To fetch all the records:

records = cursor.fetchall()

To fetch one record:

record = cursor.fetchone()

To fetch limited records:

limit = 500
records = cursor.fetchmany(limit)

To fetch all the records in buffer to reduce memory consumption:

records_iterator = cursor.fetchall_buffer()  # Returns generator
for item in records_iterator:
    print(item)

To get the execution plan after query execution:

import json
explain_response = cursor.explain_analyse()
query_planner = json.loads(explain_response.get('planner'))

To abort a running query:

query_id = '<query_id>'  # query id from execute function response.
cursor.cancel(query_id)

Switch database in an existing connection:

database = '<new_database_name>'  # Replace with the new database.
cursor = conn.cursor(database, catalog_name)

Get Query Time Metrics

import json
query = 'SELECT * FROM <TABLE_NAME>'

cursor = conn.cursor(catalog_name)
query_id = cursor.execute(query)  # execute function returns query id, can be use for aborting the query.
all_records = cursor.fetchall()
explain_response = cursor.explain_analyse()
query_planner = json.loads(explain_response.get('planner'))
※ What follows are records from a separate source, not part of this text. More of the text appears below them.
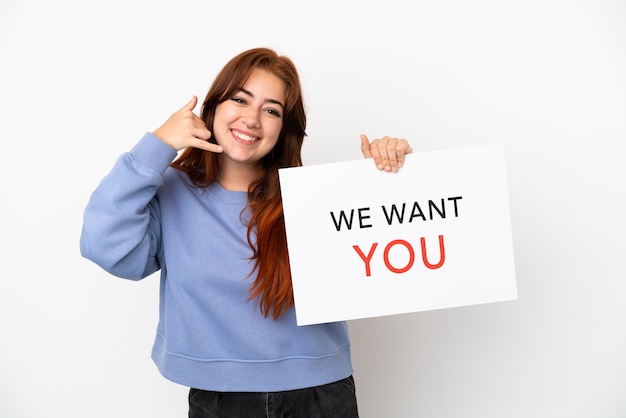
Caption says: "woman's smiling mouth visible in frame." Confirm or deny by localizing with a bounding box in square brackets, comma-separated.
[231, 130, 259, 143]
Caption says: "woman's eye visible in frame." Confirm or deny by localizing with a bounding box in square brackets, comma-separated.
[267, 109, 280, 118]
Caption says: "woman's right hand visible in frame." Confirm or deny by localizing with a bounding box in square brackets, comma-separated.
[152, 96, 222, 152]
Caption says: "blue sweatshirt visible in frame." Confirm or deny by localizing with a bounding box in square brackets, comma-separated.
[80, 133, 352, 392]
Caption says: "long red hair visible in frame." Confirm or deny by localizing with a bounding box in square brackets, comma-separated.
[172, 48, 306, 319]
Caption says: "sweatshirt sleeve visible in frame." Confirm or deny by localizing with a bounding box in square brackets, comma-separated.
[80, 133, 177, 280]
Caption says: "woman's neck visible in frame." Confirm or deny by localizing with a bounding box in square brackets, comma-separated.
[217, 161, 261, 192]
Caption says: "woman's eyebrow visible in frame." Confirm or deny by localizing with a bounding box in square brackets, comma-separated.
[239, 87, 285, 109]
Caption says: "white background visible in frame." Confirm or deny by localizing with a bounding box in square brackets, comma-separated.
[0, 0, 626, 418]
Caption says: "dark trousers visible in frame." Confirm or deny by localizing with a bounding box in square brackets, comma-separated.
[189, 376, 359, 418]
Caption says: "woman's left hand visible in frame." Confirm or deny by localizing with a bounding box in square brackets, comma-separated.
[361, 135, 413, 173]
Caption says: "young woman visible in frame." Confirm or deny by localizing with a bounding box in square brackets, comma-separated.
[80, 48, 411, 418]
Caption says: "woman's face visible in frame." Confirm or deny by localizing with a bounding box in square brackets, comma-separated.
[213, 69, 285, 171]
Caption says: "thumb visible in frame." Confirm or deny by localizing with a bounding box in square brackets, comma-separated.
[361, 134, 372, 158]
[179, 95, 198, 112]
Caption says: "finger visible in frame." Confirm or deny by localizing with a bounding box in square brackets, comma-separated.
[378, 137, 392, 171]
[179, 95, 198, 112]
[387, 141, 400, 172]
[361, 134, 372, 158]
[396, 140, 413, 168]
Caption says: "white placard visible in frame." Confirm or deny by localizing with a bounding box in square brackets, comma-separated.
[279, 145, 517, 325]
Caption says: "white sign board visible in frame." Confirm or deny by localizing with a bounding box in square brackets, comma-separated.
[279, 145, 517, 325]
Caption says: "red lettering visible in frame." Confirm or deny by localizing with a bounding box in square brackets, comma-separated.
[420, 235, 446, 270]
[352, 242, 378, 277]
[383, 239, 415, 273]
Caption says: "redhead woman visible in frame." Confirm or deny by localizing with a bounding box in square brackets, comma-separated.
[80, 48, 412, 418]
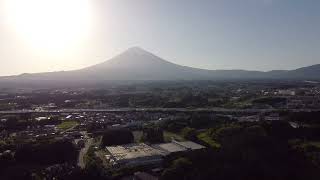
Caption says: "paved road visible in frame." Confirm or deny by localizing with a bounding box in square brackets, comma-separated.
[0, 108, 320, 114]
[78, 135, 93, 169]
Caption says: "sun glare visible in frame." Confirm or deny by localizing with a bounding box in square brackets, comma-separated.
[5, 0, 92, 53]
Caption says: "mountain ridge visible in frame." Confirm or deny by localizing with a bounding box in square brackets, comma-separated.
[0, 47, 320, 82]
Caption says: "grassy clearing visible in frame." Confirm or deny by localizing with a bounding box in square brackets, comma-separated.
[57, 121, 79, 130]
[197, 132, 221, 148]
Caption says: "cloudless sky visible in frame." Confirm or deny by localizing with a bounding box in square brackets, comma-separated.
[0, 0, 320, 75]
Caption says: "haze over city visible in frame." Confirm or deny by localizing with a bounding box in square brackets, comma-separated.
[0, 0, 320, 76]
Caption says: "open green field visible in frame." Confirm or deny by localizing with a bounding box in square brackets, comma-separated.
[57, 121, 79, 130]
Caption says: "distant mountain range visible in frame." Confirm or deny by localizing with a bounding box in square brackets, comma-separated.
[0, 47, 320, 86]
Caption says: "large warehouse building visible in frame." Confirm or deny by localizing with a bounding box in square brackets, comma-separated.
[106, 141, 205, 167]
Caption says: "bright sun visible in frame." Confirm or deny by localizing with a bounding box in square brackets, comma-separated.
[5, 0, 92, 52]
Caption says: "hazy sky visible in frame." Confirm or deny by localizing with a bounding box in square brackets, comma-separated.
[0, 0, 320, 75]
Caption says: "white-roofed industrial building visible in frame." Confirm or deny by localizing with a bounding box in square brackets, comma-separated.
[105, 141, 205, 167]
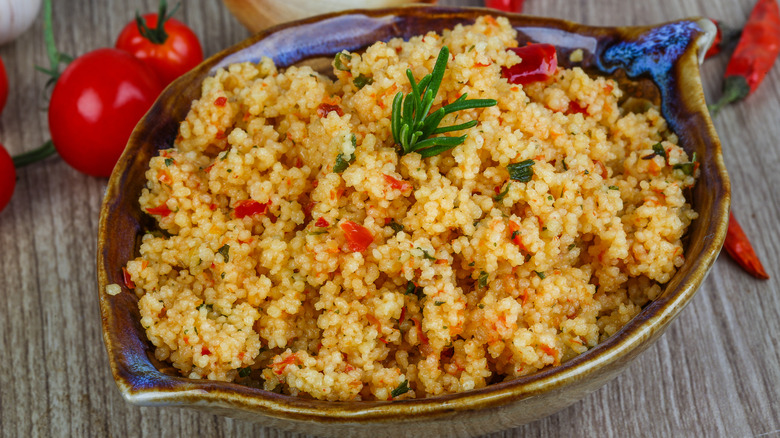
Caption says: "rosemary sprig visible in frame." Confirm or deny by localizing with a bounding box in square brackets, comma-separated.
[390, 46, 498, 158]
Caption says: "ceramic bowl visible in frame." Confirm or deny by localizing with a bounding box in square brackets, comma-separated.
[97, 7, 730, 438]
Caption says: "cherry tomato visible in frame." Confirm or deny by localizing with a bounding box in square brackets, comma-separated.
[485, 0, 524, 14]
[49, 48, 162, 177]
[0, 144, 16, 211]
[115, 9, 203, 85]
[339, 221, 374, 252]
[501, 44, 558, 85]
[0, 59, 8, 114]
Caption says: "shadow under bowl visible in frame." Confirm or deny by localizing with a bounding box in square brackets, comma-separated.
[97, 7, 730, 437]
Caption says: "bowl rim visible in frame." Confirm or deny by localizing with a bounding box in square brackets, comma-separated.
[97, 6, 730, 423]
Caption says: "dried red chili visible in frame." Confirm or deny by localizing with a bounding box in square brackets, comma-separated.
[501, 44, 558, 85]
[710, 0, 780, 116]
[723, 213, 769, 280]
[485, 0, 525, 14]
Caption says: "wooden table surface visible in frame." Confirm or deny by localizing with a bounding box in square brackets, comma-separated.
[0, 0, 780, 437]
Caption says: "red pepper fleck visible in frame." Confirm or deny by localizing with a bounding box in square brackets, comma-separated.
[317, 102, 344, 118]
[384, 175, 412, 192]
[339, 221, 374, 252]
[723, 213, 769, 280]
[233, 199, 271, 219]
[146, 204, 173, 217]
[710, 0, 780, 116]
[566, 100, 588, 116]
[122, 266, 135, 289]
[501, 44, 558, 85]
[485, 0, 525, 14]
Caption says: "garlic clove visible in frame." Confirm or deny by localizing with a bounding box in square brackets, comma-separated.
[222, 0, 436, 33]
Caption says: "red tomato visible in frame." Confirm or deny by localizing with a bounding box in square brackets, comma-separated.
[0, 144, 16, 211]
[115, 14, 203, 85]
[339, 221, 374, 252]
[0, 59, 8, 114]
[49, 48, 162, 177]
[485, 0, 524, 13]
[501, 44, 558, 85]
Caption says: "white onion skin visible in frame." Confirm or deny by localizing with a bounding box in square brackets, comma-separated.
[0, 0, 41, 45]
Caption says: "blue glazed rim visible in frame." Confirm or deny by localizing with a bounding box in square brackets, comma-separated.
[97, 7, 730, 430]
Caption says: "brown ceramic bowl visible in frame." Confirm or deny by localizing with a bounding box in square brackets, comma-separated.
[97, 7, 729, 437]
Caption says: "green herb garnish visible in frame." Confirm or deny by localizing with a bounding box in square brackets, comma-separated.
[506, 159, 534, 182]
[493, 183, 512, 202]
[672, 152, 696, 175]
[390, 380, 411, 398]
[477, 271, 488, 287]
[217, 243, 230, 263]
[333, 52, 352, 71]
[390, 46, 498, 158]
[352, 73, 374, 90]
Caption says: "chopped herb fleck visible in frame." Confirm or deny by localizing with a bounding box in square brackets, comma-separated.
[493, 183, 512, 202]
[333, 52, 352, 71]
[477, 271, 487, 287]
[390, 380, 411, 398]
[352, 73, 374, 90]
[217, 243, 230, 263]
[506, 159, 534, 182]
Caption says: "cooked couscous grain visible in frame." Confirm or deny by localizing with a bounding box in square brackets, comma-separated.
[125, 17, 696, 400]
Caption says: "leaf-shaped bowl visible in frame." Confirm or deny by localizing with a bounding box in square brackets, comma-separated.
[97, 7, 730, 437]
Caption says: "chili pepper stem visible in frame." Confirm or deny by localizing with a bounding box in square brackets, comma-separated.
[707, 76, 750, 118]
[13, 140, 57, 169]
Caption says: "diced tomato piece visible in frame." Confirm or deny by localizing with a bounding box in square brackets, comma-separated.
[340, 221, 374, 252]
[566, 100, 588, 115]
[233, 199, 271, 219]
[501, 44, 558, 85]
[146, 203, 173, 217]
[122, 266, 135, 289]
[385, 175, 412, 192]
[317, 102, 344, 117]
[485, 0, 524, 14]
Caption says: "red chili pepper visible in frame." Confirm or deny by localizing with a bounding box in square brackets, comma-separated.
[146, 204, 173, 217]
[339, 221, 374, 252]
[314, 216, 330, 228]
[485, 0, 525, 14]
[384, 175, 412, 192]
[233, 199, 271, 219]
[122, 266, 135, 289]
[501, 44, 558, 85]
[710, 0, 780, 116]
[723, 213, 769, 280]
[317, 102, 344, 117]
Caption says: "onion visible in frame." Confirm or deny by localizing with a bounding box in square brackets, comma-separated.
[0, 0, 41, 45]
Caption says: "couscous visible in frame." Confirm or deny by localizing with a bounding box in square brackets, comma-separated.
[126, 17, 697, 401]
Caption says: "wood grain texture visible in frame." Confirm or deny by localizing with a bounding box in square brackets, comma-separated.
[0, 0, 780, 438]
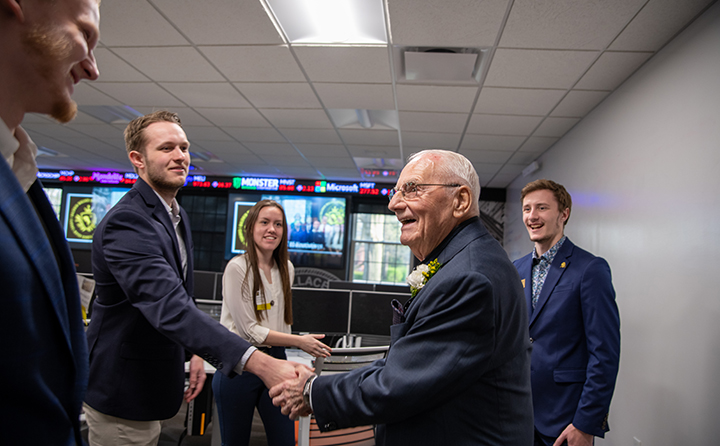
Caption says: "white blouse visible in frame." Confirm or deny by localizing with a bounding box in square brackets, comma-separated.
[220, 255, 295, 347]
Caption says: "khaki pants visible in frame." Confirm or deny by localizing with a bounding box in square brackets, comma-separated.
[83, 404, 161, 446]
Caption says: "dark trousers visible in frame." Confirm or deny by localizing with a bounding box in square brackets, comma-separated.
[212, 347, 295, 446]
[533, 429, 567, 446]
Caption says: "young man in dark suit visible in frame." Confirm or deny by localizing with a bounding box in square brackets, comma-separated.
[515, 180, 620, 446]
[271, 150, 532, 446]
[85, 111, 301, 446]
[0, 0, 100, 445]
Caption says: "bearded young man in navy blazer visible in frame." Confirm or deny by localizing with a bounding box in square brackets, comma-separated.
[515, 180, 620, 446]
[85, 111, 301, 446]
[0, 0, 100, 445]
[271, 150, 533, 446]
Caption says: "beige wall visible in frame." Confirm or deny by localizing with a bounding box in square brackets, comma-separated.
[505, 4, 720, 446]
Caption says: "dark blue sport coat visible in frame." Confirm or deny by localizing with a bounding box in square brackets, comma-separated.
[0, 159, 88, 445]
[86, 179, 250, 421]
[515, 239, 620, 437]
[312, 218, 533, 446]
execution_time = query_planner.get("total_query_time")  # In milliseconds
queue_time = query_planner.get("executionQueueingTime")  # In milliseconds
parsing_time = query_planner.get("parsingTime")  # In milliseconds
row_count = query_planner.rowcount

Get Schema - a list of Databases, Tables or Columns

The following code returns a dictionary of all databases, all tables and all columns connected to the cluster currently in use. This function can be used without passing database name to get list of all databases.
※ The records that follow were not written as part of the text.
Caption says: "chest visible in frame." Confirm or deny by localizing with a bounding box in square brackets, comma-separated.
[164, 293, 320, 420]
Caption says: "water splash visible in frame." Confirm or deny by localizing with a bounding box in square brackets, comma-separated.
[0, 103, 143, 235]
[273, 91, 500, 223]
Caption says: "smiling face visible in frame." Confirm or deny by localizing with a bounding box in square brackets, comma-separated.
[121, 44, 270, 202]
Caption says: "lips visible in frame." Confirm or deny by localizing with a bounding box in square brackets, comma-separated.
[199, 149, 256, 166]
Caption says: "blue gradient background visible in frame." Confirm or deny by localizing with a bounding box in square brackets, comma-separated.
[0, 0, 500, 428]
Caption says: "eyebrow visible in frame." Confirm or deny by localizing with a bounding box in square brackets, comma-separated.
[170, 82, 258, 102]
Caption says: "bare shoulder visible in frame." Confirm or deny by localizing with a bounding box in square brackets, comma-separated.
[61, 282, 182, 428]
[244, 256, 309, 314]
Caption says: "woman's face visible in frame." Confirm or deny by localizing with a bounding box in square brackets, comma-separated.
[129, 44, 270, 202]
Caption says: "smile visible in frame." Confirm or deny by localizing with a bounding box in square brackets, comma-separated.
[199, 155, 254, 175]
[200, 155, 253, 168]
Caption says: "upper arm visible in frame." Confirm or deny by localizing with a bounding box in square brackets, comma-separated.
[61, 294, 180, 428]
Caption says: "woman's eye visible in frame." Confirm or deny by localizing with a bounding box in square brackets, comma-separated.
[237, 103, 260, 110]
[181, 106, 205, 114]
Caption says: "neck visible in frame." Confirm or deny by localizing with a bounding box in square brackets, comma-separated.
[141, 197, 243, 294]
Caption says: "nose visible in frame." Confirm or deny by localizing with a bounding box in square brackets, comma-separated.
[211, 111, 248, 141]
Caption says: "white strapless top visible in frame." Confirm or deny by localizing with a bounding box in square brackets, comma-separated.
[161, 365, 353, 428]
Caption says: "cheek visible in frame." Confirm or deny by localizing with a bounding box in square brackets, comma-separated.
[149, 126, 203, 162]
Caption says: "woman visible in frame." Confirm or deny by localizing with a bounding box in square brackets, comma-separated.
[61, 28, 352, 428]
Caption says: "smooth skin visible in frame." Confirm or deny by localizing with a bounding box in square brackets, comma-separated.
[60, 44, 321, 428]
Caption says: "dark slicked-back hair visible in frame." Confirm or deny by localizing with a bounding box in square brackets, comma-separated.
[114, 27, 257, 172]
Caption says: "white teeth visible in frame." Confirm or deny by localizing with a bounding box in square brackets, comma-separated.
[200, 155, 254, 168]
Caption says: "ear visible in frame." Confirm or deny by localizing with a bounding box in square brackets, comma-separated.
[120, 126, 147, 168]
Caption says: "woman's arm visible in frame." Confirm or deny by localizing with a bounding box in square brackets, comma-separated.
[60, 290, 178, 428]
databases = conn.get_schema_names()  # To get list of databases.
print(databases)

database = '<database_name>'  # Replace with actual database name.
tables = conn.get_tables(database=database)  # To get list of tables from a database.
print(tables)

table_name = '<table_name>'  # Replace with actual table name.
columns = conn.get_tables(database=database, table=table_name)  # To get the list of columns from a table.
columns_with_type = list()
"""
Getting the column name and type.
"""
for column in columns:
   columns_with_type.append(dict(column_name=column.fieldName, column_type=column.fieldType))
print(columns_with_type)

Code Hygiene

It is recommended to clear the cursor, close the cursor and close the connection after running a function as a best practice. This enhances performance by clearing old data from memory.

cursor.clear() # Not needed when aborting a query
cursor.close()
conn.close()

Code Example

The following code is an example which combines a few functions described above.
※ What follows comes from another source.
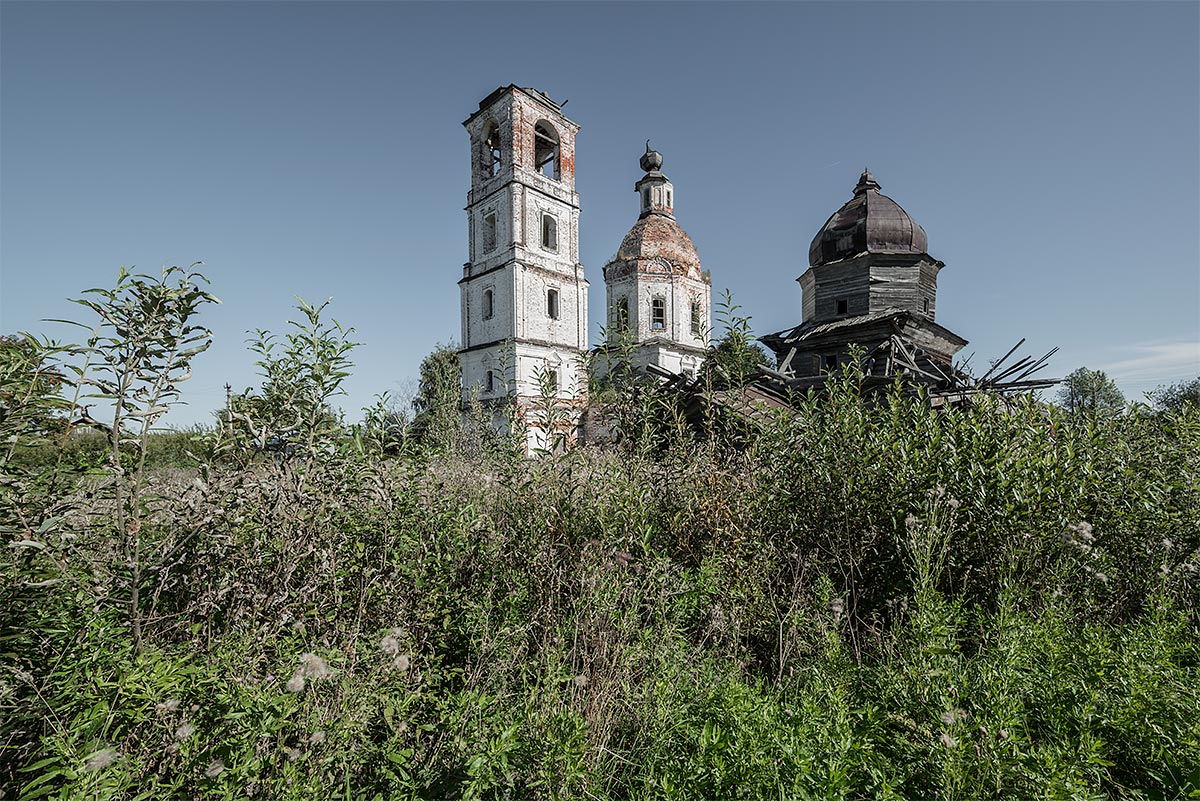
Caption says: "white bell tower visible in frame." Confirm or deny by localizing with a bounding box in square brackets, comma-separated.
[458, 84, 588, 450]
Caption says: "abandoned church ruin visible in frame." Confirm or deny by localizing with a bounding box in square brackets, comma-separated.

from e6data_python_connector import Connection
import json

username = '<username>'  # Your e6data Email ID.
password = '<password>'  # Access Token generated in the e6data console.

host = '<host>'  # IP address or hostname of the cluster to be used.
database = '<database>'  # # Database to perform the query on.
port = 80  # Port of the e6data engine.

sql_query = 'SELECT * FROM <TABLE_NAME>'  # Replace with the actual query.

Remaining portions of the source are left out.